How many tokens do you have lying around in your home directory in plain text, able to be read by anything on your computer running as your user?

replies(1): >>45261000 #
diggan ◴[] No.45261000[source]
> How many tokens do you have lying around in your home directory in plain text, able to be read by anything on your computer running as your user?

Zero? How many developers have plain-text tokens lying around on disk? Avoiding that been hammered into me from every developer more senior than me since I got involved with professional software development.

replies(5): >>45261018 #>>45261050 #>>45261136 #>>45261146 #>>45261317 #
pjc50 ◴[] No.45261146[source]
Isn't this quite hard to achieve on local systems, where you don't have a CI vault automation to help?
replies(4): >>45261330 #>>45261623 #>>45262118 #>>45269012 #
1. xmodem ◴[] No.45262118[source]
I'd argue the reverse is true. On your local system, which only need to operate when a named user with a (hopefully) strong password is present, you can encrypt the secrets with the user's login password and the OS can verify that it's handing the secret out to the correct binary before doing so. The binary can also take steps to verify that it is being called directly from a user interaction and not from a build script of some random package.

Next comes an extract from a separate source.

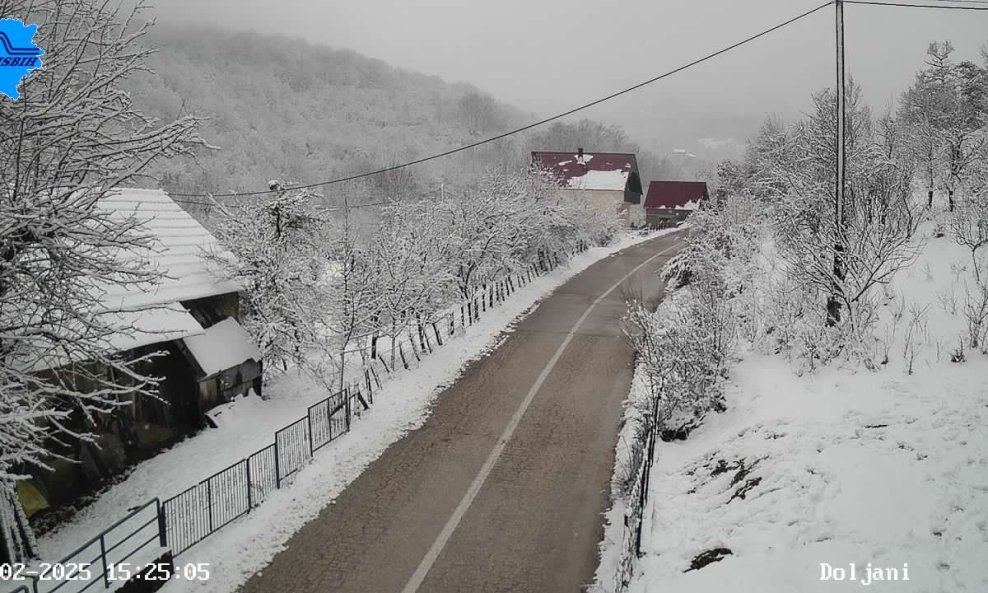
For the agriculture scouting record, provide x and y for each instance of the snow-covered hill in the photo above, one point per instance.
(805, 477)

The extent to which any of this is actually implemented varies wildly between different OSes, ecosystems and tools. On macOS, docker desktop does quite well here. There's also an app called Secretive which does even better for SSH keys - generating a non-exportable key in the CPU's secure enclave. It can even optionally prompt for login password or fingerprint before allowing the key to be used. It's practically almost as secure as using a separate hardware token for SSH but significantly more convenient.

In contrast, most of the time the only thing protecting the keys in your CI vault from being exfiltrated is that the malware needs to know the specific name / API call / whatever to read them. Plenty of CI systems you don't even need that, because the build script that uses the secrets will read them into environment variables before starting the build proper.